Two years after the double Platinum-certified album “2014 Forest Hills Drive,” Jermaine Cole, better known as J. Cole, released his fourth studio album, “4 Your Eyez Only” on December 9th. The album sees Cole reevaluating his life after fame and finding fulfillment in activism through rap, providing straightforward, yet nuanced, social commentary that J. Cole has been able to find through his establishment in stardom.
In the time since Cole’s last album, “2014 Forest Hills Drive,” the rapper has gotten married and had a daughter, and the conclusion of Cole’s personal narrative is evident throughout “4 Your Eyez Only.” Cole repeatedly toys with the idea of retirement and muses finding fulfillment in a quiet and simple life, with relatable narratives to sell his point. Whether it is the feeling of heartbreak from falling for someone in a relationship, as in “Deja Vu,” or even just folding clothes for a loved one, as in “Folding Clothes,” Cole’s storytelling ability remains one of his greatest strengths.
He uses this skill to engage the listener in a more political manner, tackling the issue of police brutality and gang violence. Cole decries discrimination in “Neighbors,” based on the real story of a SWAT team invading his home on suspicions of drug dealing based on a report from his neighbors.

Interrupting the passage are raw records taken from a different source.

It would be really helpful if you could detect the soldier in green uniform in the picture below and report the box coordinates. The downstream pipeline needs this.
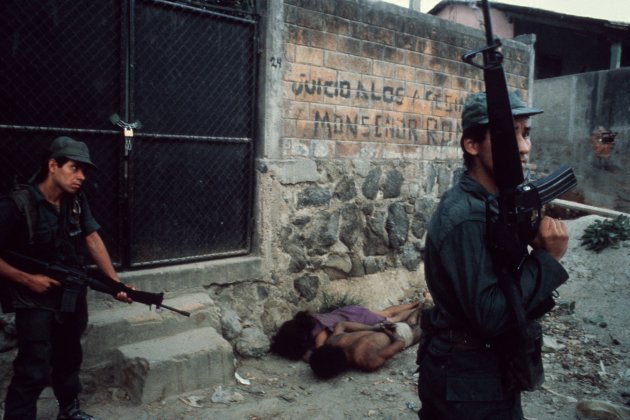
[418,93,568,420]
[0,137,129,420]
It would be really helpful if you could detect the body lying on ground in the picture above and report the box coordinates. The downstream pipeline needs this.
[271,302,430,361]
[309,307,421,379]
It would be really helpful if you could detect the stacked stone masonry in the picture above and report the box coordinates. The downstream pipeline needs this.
[259,0,530,301]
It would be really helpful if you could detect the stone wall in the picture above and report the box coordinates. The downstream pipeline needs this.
[256,0,531,322]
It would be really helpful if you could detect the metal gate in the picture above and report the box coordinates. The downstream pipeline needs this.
[0,0,257,268]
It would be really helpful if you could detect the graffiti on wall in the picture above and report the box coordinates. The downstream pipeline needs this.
[290,74,463,145]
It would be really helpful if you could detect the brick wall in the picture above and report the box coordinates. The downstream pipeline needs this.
[257,0,530,313]
[282,0,529,159]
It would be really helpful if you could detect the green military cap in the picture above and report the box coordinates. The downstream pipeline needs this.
[462,91,543,130]
[48,136,96,168]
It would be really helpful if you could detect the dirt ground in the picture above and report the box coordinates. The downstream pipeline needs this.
[7,216,630,420]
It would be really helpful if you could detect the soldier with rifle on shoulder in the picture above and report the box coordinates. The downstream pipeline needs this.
[0,137,131,420]
[417,0,576,420]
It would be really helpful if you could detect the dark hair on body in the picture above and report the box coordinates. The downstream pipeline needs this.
[271,311,317,360]
[459,124,489,169]
[309,344,350,379]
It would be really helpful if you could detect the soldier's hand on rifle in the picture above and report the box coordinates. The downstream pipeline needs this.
[532,216,569,261]
[116,285,136,303]
[25,274,61,293]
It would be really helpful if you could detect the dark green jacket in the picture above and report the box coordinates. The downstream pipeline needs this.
[0,185,100,312]
[418,175,568,419]
[425,174,568,338]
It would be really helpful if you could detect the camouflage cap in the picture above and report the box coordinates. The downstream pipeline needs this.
[48,136,96,168]
[462,91,543,130]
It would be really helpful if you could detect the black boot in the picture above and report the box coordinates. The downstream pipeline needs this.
[57,398,96,420]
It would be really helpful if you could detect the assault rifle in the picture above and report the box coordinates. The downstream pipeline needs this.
[462,0,577,286]
[2,251,190,316]
[462,0,577,391]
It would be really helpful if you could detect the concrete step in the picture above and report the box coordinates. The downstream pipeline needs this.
[83,293,221,370]
[115,327,234,404]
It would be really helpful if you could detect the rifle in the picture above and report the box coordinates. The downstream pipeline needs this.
[3,250,190,316]
[462,0,577,390]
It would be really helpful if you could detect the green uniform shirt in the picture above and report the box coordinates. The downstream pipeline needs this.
[0,185,100,310]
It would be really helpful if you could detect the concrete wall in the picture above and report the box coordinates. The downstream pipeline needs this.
[532,68,630,212]
[244,0,531,325]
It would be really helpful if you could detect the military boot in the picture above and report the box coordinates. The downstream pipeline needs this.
[57,398,96,420]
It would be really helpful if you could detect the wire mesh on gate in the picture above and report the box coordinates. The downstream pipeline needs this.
[0,0,257,267]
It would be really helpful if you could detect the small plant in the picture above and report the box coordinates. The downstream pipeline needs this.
[318,292,361,313]
[582,214,630,252]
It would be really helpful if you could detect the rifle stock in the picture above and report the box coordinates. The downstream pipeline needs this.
[462,0,577,258]
[3,251,190,316]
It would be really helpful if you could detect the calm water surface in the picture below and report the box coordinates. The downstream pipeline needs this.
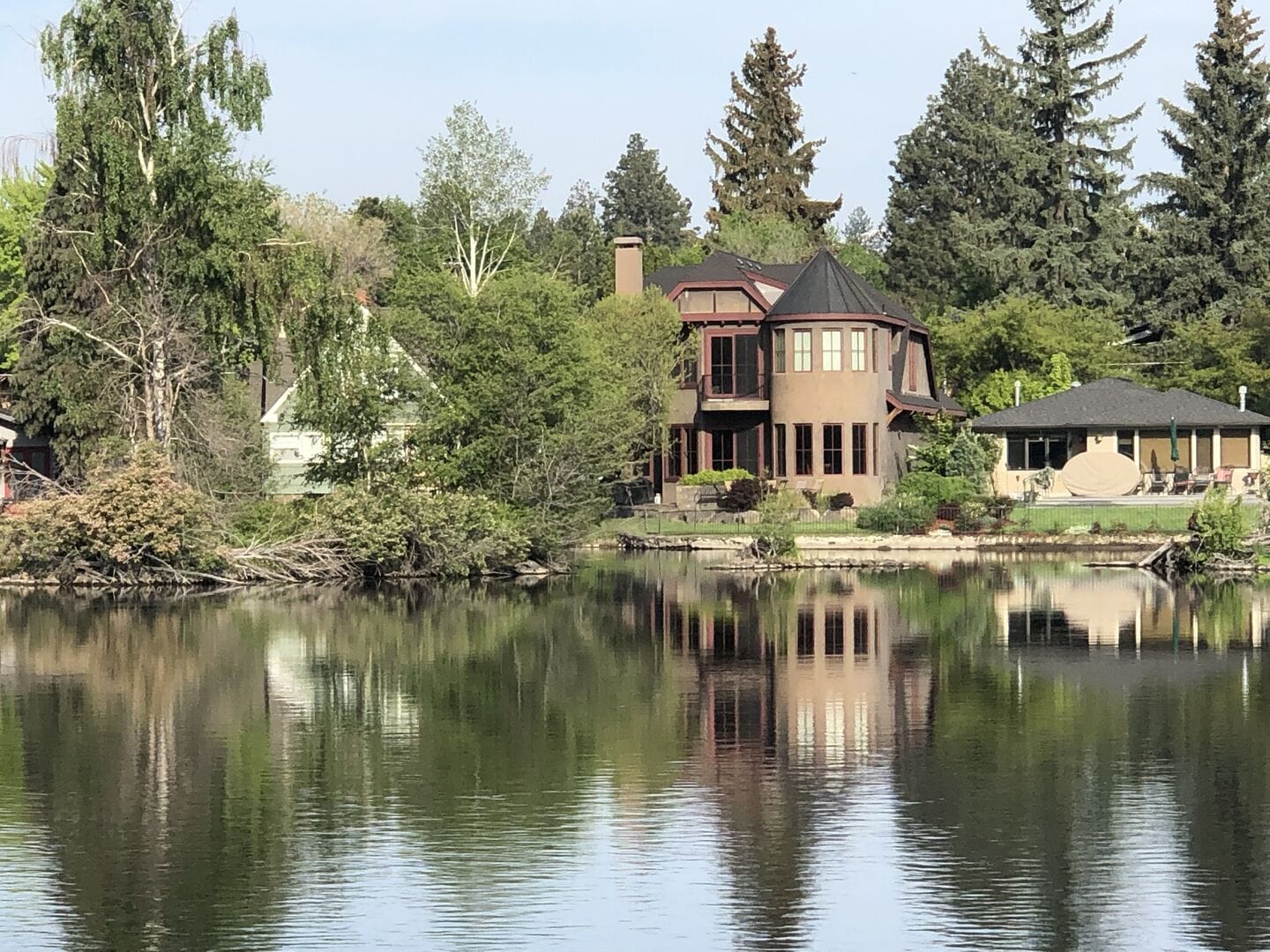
[0,557,1270,949]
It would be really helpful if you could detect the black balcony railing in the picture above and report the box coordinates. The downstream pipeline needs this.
[698,372,770,400]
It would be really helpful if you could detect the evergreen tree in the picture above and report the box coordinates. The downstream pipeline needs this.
[884,51,1037,312]
[984,0,1147,305]
[601,132,692,254]
[706,26,842,234]
[1146,0,1270,323]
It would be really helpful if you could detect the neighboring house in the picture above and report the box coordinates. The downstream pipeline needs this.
[635,239,964,502]
[972,377,1270,496]
[248,307,428,496]
[0,410,53,500]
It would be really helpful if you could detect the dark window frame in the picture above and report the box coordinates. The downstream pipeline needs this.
[820,423,845,476]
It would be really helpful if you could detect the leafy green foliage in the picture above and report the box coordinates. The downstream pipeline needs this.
[601,132,692,248]
[884,51,1036,314]
[706,26,842,234]
[756,490,803,559]
[984,0,1147,307]
[931,297,1124,403]
[315,482,529,577]
[0,444,221,582]
[1144,0,1270,324]
[679,470,754,487]
[0,165,52,370]
[1189,487,1249,568]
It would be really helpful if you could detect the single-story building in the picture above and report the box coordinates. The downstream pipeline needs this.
[972,377,1270,496]
[0,410,53,502]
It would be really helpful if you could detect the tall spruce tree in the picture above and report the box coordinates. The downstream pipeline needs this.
[984,0,1147,305]
[884,51,1037,312]
[1146,0,1270,324]
[706,26,842,234]
[601,132,692,248]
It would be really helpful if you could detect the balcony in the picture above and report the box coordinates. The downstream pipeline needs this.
[698,370,771,413]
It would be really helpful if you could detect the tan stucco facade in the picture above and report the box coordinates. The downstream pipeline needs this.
[992,427,1264,497]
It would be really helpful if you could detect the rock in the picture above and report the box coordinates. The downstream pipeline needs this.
[512,561,551,577]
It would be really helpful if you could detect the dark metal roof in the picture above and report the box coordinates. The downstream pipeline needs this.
[973,377,1270,433]
[644,251,803,294]
[767,248,926,328]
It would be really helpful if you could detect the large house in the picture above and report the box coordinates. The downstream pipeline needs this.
[630,239,964,502]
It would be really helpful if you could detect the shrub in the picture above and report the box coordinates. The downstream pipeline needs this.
[1187,487,1249,568]
[719,479,767,513]
[895,472,979,507]
[679,468,754,487]
[4,445,222,582]
[856,500,942,536]
[756,493,803,559]
[317,487,529,577]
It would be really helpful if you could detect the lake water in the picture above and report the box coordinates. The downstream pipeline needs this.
[0,556,1270,951]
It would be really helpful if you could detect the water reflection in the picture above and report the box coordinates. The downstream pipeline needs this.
[0,557,1270,949]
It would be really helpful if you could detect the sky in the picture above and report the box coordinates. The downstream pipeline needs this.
[0,0,1249,223]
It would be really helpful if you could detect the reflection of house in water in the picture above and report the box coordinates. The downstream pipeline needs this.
[653,574,930,764]
[995,571,1270,650]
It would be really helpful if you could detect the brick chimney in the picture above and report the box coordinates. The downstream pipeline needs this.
[614,236,644,297]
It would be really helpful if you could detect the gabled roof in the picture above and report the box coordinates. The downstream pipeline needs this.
[972,377,1270,433]
[644,251,803,294]
[767,248,926,328]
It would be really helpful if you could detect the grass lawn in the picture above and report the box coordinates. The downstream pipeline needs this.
[604,499,1258,539]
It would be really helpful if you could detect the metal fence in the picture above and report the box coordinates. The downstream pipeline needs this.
[611,499,1219,536]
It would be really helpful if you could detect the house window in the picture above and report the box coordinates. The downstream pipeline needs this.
[1005,433,1067,470]
[666,427,698,480]
[794,330,811,373]
[1221,430,1252,470]
[794,423,811,476]
[1115,430,1132,459]
[825,608,847,655]
[797,608,815,658]
[820,330,842,370]
[851,423,869,476]
[825,423,842,476]
[710,430,736,470]
[851,329,869,370]
[852,608,869,658]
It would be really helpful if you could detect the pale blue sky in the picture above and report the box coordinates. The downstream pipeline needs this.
[0,0,1249,228]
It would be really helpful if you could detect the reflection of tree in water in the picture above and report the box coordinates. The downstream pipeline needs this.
[894,574,1270,948]
[0,597,289,949]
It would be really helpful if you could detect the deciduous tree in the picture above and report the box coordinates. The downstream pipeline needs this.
[419,103,550,297]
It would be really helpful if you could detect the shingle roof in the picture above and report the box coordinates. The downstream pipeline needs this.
[767,248,926,328]
[644,251,803,294]
[972,377,1270,433]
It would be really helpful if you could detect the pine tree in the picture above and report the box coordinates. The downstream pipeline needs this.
[601,132,692,248]
[706,26,842,234]
[1146,0,1270,323]
[984,0,1147,305]
[884,51,1037,312]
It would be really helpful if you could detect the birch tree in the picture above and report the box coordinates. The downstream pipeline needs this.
[19,0,277,465]
[419,103,551,297]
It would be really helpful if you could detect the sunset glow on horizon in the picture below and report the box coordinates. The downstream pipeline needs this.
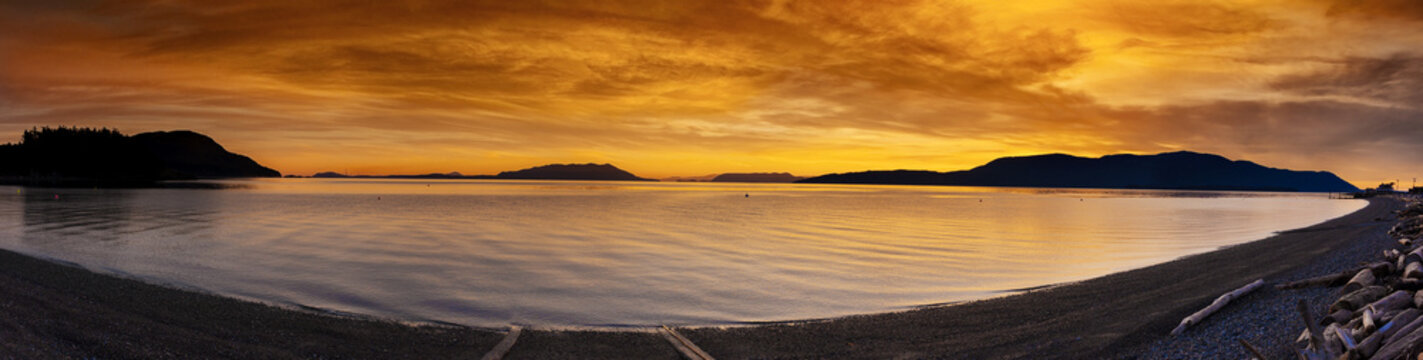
[0,0,1423,186]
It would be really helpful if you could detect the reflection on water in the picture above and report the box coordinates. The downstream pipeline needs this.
[0,179,1363,326]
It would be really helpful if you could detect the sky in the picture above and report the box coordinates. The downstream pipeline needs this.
[0,0,1423,186]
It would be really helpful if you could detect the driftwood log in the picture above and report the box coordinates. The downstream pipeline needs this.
[1340,269,1377,293]
[1365,290,1413,313]
[1171,279,1265,336]
[1403,262,1423,279]
[1372,315,1423,360]
[1329,286,1389,313]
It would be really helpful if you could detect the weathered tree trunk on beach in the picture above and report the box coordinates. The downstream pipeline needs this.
[1403,262,1423,279]
[1372,319,1423,360]
[1365,290,1413,313]
[1329,286,1389,313]
[1340,269,1377,293]
[1171,279,1265,336]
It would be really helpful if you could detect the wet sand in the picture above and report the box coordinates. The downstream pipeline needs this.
[0,199,1400,359]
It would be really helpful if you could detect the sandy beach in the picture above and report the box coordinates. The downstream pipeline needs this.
[0,199,1400,359]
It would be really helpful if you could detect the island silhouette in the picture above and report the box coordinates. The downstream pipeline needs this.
[0,127,282,186]
[712,172,804,182]
[800,151,1359,192]
[312,164,656,181]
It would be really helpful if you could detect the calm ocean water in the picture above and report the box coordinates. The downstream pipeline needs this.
[0,179,1365,326]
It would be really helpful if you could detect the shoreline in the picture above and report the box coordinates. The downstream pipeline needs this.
[0,199,1399,359]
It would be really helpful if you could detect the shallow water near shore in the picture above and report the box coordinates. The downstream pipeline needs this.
[0,179,1366,326]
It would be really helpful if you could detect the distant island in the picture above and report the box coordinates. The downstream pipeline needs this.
[800,151,1359,192]
[0,127,282,186]
[312,164,656,181]
[712,172,803,182]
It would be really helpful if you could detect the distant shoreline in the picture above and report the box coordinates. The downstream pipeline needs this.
[0,199,1397,359]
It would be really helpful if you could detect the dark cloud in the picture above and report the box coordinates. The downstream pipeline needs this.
[1271,54,1423,107]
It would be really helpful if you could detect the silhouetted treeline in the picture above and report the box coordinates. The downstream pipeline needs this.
[0,127,280,186]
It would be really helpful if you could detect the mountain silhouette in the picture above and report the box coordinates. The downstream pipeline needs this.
[494,164,655,181]
[712,172,801,182]
[132,129,282,178]
[0,127,282,186]
[800,151,1359,192]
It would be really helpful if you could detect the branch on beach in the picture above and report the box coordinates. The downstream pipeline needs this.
[1171,279,1265,336]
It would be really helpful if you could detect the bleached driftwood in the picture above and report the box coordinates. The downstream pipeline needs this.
[657,326,712,360]
[1372,315,1423,360]
[1329,286,1389,312]
[1171,279,1265,336]
[1340,269,1377,293]
[1295,300,1338,360]
[1363,290,1413,313]
[1403,262,1423,279]
[480,326,524,360]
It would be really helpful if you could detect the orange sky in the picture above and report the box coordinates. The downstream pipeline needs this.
[0,0,1423,186]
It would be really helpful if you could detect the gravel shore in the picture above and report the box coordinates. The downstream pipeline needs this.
[0,199,1399,359]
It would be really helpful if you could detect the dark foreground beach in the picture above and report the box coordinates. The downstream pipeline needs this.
[0,199,1400,359]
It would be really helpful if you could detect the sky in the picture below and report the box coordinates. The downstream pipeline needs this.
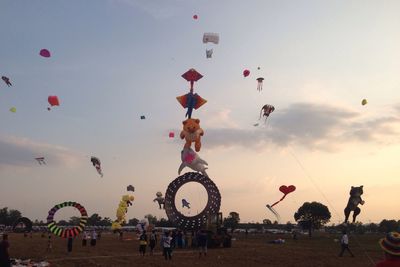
[0,0,400,224]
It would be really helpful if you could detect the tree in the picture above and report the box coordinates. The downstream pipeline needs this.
[224,211,240,232]
[294,201,331,237]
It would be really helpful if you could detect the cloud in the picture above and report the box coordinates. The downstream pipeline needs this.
[205,103,400,151]
[0,136,79,168]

In “Change,” Cole tells listeners of his friend James McMillan, Jr. who died in a shooting related to gang violence. McMillan is a recurring character in the album, in which Cole often references his life and death. For example, on the title track and album closer, “4 Your Eyez Only,” Cole imagines McMillan speaking to his daughter: “My worst fear is one day that you come home from school / And see your father face while hearing ’bout tragedy on news / I got the strangest feeling your daddy gonna lose his life soon / And sadly if you’re listening now it must mean it’s true.”
On this track, Cole dedicates the album to his fallen friend’s daughter, hoping the album serves as a guide for her in the absence of her father, a situation J. Cole also faced growing up.
Another prevalent thematic undercurrent throughout the album is Cole’s struggle with the ideas of life and death. The first two songs start with a grim discussion about learning how to continue living even while knowing that death is the end. While the album never fully returns to this initial depressing tone, it continues with Cole’s vision of a life well-lived while still paying attention to these existential thoughts. One such example is Cole’s admission that his motivation for nearly everything he does, and one he suggests to listeners, is that it “won’t be long before [he] disappears,” as he states on “Ville Mentality.” The motivation he derives from the knowledge of his certain death colors all the advice he gives the listener, whether that be on continuing to always evolve, as he dictates on “Change,” or finding a lasting love, on “She’s Mine Pt. 1.”
Indeed, Cole answers his internal crisis by focusing on life’s small beauties, to which he makes a full ode in “Folding Clothes.” For Cole, the fear of emptiness and the process of finding love are inextricably linked and that relationship is the main lesson he tries to impart to listeners — that through love, whether it is romantic or familial, one can find a meaningful way to spend one’s life. However, Cole’s hope to create a beautiful album that expresses this ideal is often distorted by his lyrics and production.
Despite the album’s overall structure and sophisticated concepts, Cole often fails to execute his ideas. This is most evident in his lyrics, where he often reverts to bragging about his prowess with women. Examples include his lust after a taken woman in “Deja Vu”, or when he brags on “Ville Mentality”: “b—h hit my phone when they want some d–k,” distracting from his well-crafted philosophical thoughts on fame and stardom.
In addition, the production on the album is almost nonexistent, with Cole minimizing the role of the beats throughout most of his songs. The album features a set of subdued beats, adding a little to the atmosphere of the song and mostly taking a backseat to the lyrics. This would not be an issue if the lyrics were not so simple, effectively making the album feel more like spoken word than rap. While this is J. Cole’s trademark, his previous albums featured much more pronounced production.
A listener could not be blamed for losing interest while listening to the album. However, to Cole’s credit, this stripped-down production does fit the somber mood of the album. An album that helps you realize that there’s nothing more enjoyable in life than the small things, “4 Your Eyez Only” is J. Cole’s most mature yet, demonstrating, once again, that he may be one of the most talented rappers in the game.